Guidelines for the use and interpretation of assays for monitoring autophagy (4th edition)

doi:10.1080/15548627.2020.1797280

Abstract:

In 2008, we published the first set of guidelines for standardizing research in autophagy. Since then, this topic has received increasing attention, and many scientists have entered the field. Our knowledge base and relevant new technologies have also been expanding. Thus, it is important to formulate on a regular basis updated guidelines for monitoring autophagy in different organisms. Despite numerous reviews, there continues to be confusion regarding acceptable methods to evaluate autophagy, especially in multicellular eukaryotes. Here, we present a set of guidelines for investigators to select and interpret methods to examine autophagy and related processes, and for reviewers to provide realistic and reasonable critiques of reports that are focused on these processes. These guidelines are not meant to be a dogmatic set of rules, because the appropriateness of any assay largely depends on the question being asked and the system being used. Moreover, no individual assay is perfect for every situation, calling for the use of multiple techniques to properly monitor autophagy in each experimental setting.
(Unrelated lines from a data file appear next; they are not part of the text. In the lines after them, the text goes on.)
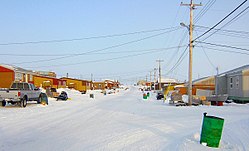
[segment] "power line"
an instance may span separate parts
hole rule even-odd
[[[195,31],[195,32],[196,32],[196,31]],[[197,32],[196,32],[196,35],[198,36],[198,33],[197,33]],[[207,55],[207,53],[206,53],[206,51],[205,51],[205,49],[204,49],[204,47],[203,47],[202,44],[201,44],[201,48],[202,48],[203,53],[204,53],[205,56],[207,57],[207,60],[208,60],[208,62],[210,63],[210,65],[213,66],[214,69],[216,69],[216,67],[214,66],[214,64],[212,63],[212,61],[210,60],[210,58],[208,57],[208,55]]]
[[[184,46],[183,46],[184,47]],[[124,58],[129,58],[129,57],[135,57],[135,56],[141,56],[144,54],[149,54],[149,53],[156,53],[159,51],[165,51],[165,50],[170,50],[170,49],[175,49],[178,47],[170,47],[164,50],[154,50],[151,52],[144,52],[144,53],[139,53],[139,54],[131,54],[131,55],[126,55],[126,56],[120,56],[120,57],[114,57],[114,58],[109,58],[109,59],[98,59],[98,60],[91,60],[91,61],[84,61],[84,62],[77,62],[77,63],[68,63],[68,64],[59,64],[59,65],[49,65],[49,66],[36,66],[35,68],[45,68],[45,67],[60,67],[60,66],[72,66],[72,65],[79,65],[79,64],[86,64],[86,63],[98,63],[98,62],[103,62],[103,61],[112,61],[112,60],[117,60],[117,59],[124,59]],[[26,68],[34,68],[34,67],[26,67]]]
[[[150,33],[150,32],[159,32],[159,31],[164,31],[164,30],[169,30],[169,29],[176,29],[176,28],[178,28],[178,27],[136,31],[136,32],[130,32],[130,33],[123,33],[123,34],[112,34],[112,35],[92,36],[92,37],[83,37],[83,38],[73,38],[73,39],[56,39],[56,40],[26,41],[26,42],[9,42],[9,43],[0,43],[0,45],[7,46],[7,45],[72,42],[72,41],[81,41],[81,40],[90,40],[90,39],[101,39],[101,38],[112,38],[112,37],[119,37],[119,36],[128,36],[128,35]]]
[[[225,26],[231,24],[232,22],[238,20],[238,19],[241,17],[240,15],[242,15],[247,9],[249,9],[249,6],[246,7],[244,10],[242,10],[242,11],[241,11],[239,14],[237,14],[235,17],[233,17],[229,22],[227,22],[225,25],[223,25],[220,29],[222,29],[222,28],[224,28]],[[203,41],[206,40],[206,39],[208,39],[208,38],[211,37],[212,35],[214,35],[216,32],[218,32],[218,30],[216,30],[215,32],[211,33],[209,36],[207,36],[205,39],[203,39]]]
[[[203,28],[203,29],[210,29],[210,27],[206,27],[206,26],[199,26],[199,25],[195,25],[195,29],[197,28]],[[249,32],[247,31],[240,31],[240,30],[228,30],[228,29],[221,29],[221,28],[214,28],[213,30],[215,31],[221,31],[221,32],[226,32],[226,33],[239,33],[239,34],[244,34],[244,35],[249,35]]]
[[[148,37],[144,37],[144,38],[141,38],[141,39],[137,39],[137,40],[133,40],[133,41],[129,41],[129,42],[109,46],[109,47],[102,48],[102,49],[96,49],[96,50],[87,51],[87,52],[84,52],[84,53],[78,53],[78,54],[68,55],[68,56],[63,56],[63,57],[56,57],[56,58],[52,58],[52,59],[43,59],[43,60],[35,60],[35,61],[27,61],[27,62],[17,62],[17,63],[12,63],[12,64],[26,64],[26,63],[36,63],[36,62],[47,62],[47,61],[54,61],[54,60],[64,59],[64,58],[72,58],[72,57],[76,57],[76,56],[82,56],[82,55],[85,55],[85,54],[88,54],[88,53],[100,52],[100,51],[104,51],[104,50],[108,50],[108,49],[113,49],[113,48],[129,45],[129,44],[132,44],[132,43],[140,42],[140,41],[143,41],[143,40],[146,40],[146,39],[150,39],[150,38],[154,38],[154,37],[157,37],[157,36],[164,35],[166,33],[169,33],[169,32],[175,31],[175,30],[177,30],[177,29],[162,32],[162,33],[159,33],[159,34],[154,34],[152,36],[148,36]]]
[[[179,59],[177,60],[177,62],[175,63],[175,65],[167,72],[167,74],[169,74],[170,72],[174,71],[183,61],[183,59],[186,57],[185,52],[187,52],[188,46],[185,48],[185,50],[183,51],[182,55],[179,57]],[[185,56],[184,56],[185,55]]]
[[[127,52],[141,52],[141,51],[152,51],[152,50],[165,50],[167,48],[153,48],[153,49],[143,49],[143,50],[126,50],[126,51],[108,51],[108,52],[98,52],[98,53],[91,53],[91,54],[84,54],[84,55],[103,55],[103,54],[120,54],[120,53],[127,53]],[[77,55],[77,53],[71,54],[12,54],[12,53],[5,53],[0,54],[0,56],[17,56],[17,57],[51,57],[51,56],[69,56],[69,55]]]
[[[229,45],[213,44],[213,43],[203,42],[203,41],[196,41],[196,42],[197,42],[197,43],[207,44],[207,45],[212,45],[212,46],[219,46],[219,47],[233,48],[233,49],[238,49],[238,50],[249,51],[249,49],[239,48],[239,47],[234,47],[234,46],[229,46]]]
[[[237,11],[242,5],[244,5],[247,2],[247,0],[245,0],[243,3],[241,3],[239,6],[237,6],[232,12],[230,12],[226,17],[224,17],[222,20],[220,20],[217,24],[215,24],[213,27],[211,27],[209,30],[207,30],[206,32],[204,32],[202,35],[198,36],[197,38],[195,38],[193,41],[196,41],[197,39],[203,37],[204,35],[206,35],[207,33],[209,33],[211,30],[213,30],[215,27],[217,27],[219,24],[221,24],[224,20],[226,20],[229,16],[231,16],[235,11]]]
[[[214,5],[215,2],[216,0],[209,0],[207,2],[207,5],[205,5],[194,18],[194,23],[197,23],[201,19],[201,17],[203,17],[207,13],[207,11]]]
[[[200,46],[196,46],[196,47],[200,47]],[[210,49],[210,50],[215,50],[215,51],[221,51],[221,52],[228,52],[228,53],[236,53],[236,54],[242,54],[242,55],[249,55],[249,53],[245,53],[245,52],[238,52],[238,51],[232,51],[232,50],[217,49],[217,48],[210,48],[210,47],[204,47],[204,48]]]

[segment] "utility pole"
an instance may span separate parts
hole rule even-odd
[[[218,75],[219,75],[219,68],[216,68],[216,78],[215,78],[215,95],[218,95],[219,85],[218,85]]]
[[[156,83],[156,68],[154,68],[154,84]]]
[[[91,73],[91,81],[93,81],[93,74]]]
[[[152,82],[151,82],[151,79],[152,79],[151,77],[152,77],[152,71],[150,71],[150,90],[152,89],[152,88],[151,88],[151,83],[152,83]]]
[[[194,4],[193,0],[190,0],[190,4],[183,4],[181,6],[189,6],[190,8],[190,24],[189,30],[189,80],[188,80],[188,105],[192,105],[192,66],[193,66],[193,9],[195,6],[202,6],[201,4]]]
[[[158,85],[159,85],[159,90],[161,90],[162,89],[162,86],[161,86],[161,80],[162,80],[162,77],[161,77],[161,62],[163,62],[163,60],[160,60],[160,59],[158,59],[158,60],[156,60],[156,62],[158,62],[158,70],[159,70],[159,83],[158,83]]]

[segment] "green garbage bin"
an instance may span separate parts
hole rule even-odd
[[[94,98],[94,94],[90,94],[90,98]]]
[[[150,97],[150,92],[147,92],[147,97]]]
[[[41,104],[43,104],[43,105],[47,104],[48,105],[48,96],[47,96],[47,94],[46,93],[41,93],[40,97],[41,97]]]
[[[209,147],[218,148],[223,125],[224,119],[215,116],[207,116],[207,113],[204,113],[200,143],[206,143]]]
[[[143,94],[143,99],[147,99],[147,94]]]

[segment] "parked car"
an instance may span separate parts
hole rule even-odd
[[[161,99],[163,99],[163,98],[164,98],[163,93],[157,93],[157,96],[156,96],[156,99],[157,99],[157,100],[161,100]]]
[[[68,99],[67,93],[65,91],[62,91],[61,94],[57,97],[57,100],[63,100],[66,101]]]
[[[18,104],[20,107],[26,107],[27,101],[37,101],[41,103],[41,90],[32,83],[13,82],[10,89],[0,90],[0,101],[2,106],[7,103]]]

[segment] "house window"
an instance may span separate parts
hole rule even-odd
[[[233,88],[233,78],[230,78],[230,89]]]
[[[33,76],[29,75],[29,81],[33,81]]]
[[[239,76],[237,76],[237,78],[236,78],[236,88],[237,89],[239,88]]]

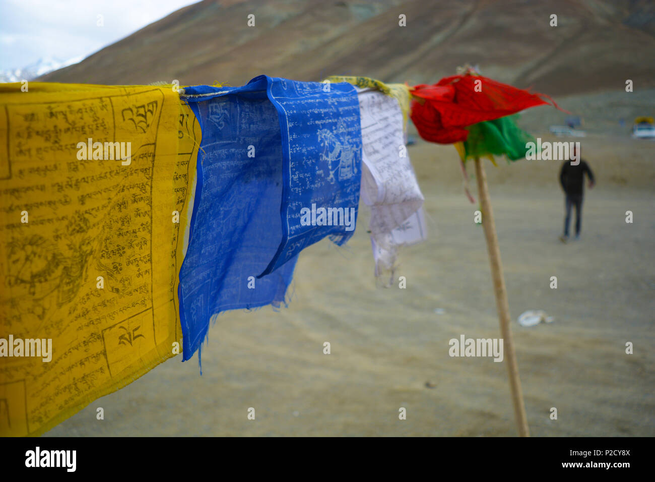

Finally, several core components of the autophagy machinery have been implicated in distinct autophagic processes (canonical and noncanonical autophagy), implying that genetic approaches to block autophagy should rely on targeting two or more autophagy-related genes that ideally participate in distinct steps of the pathway. Along similar lines, because multiple proteins involved in autophagy also regulate other cellular pathways including apoptosis, not all of them can be used as a specific marker for bona fide autophagic responses. Here, we critically discuss current methods of assessing autophagy and the information they can, or cannot, provide. Our ultimate goal is to encourage intellectual and technical innovation in the field.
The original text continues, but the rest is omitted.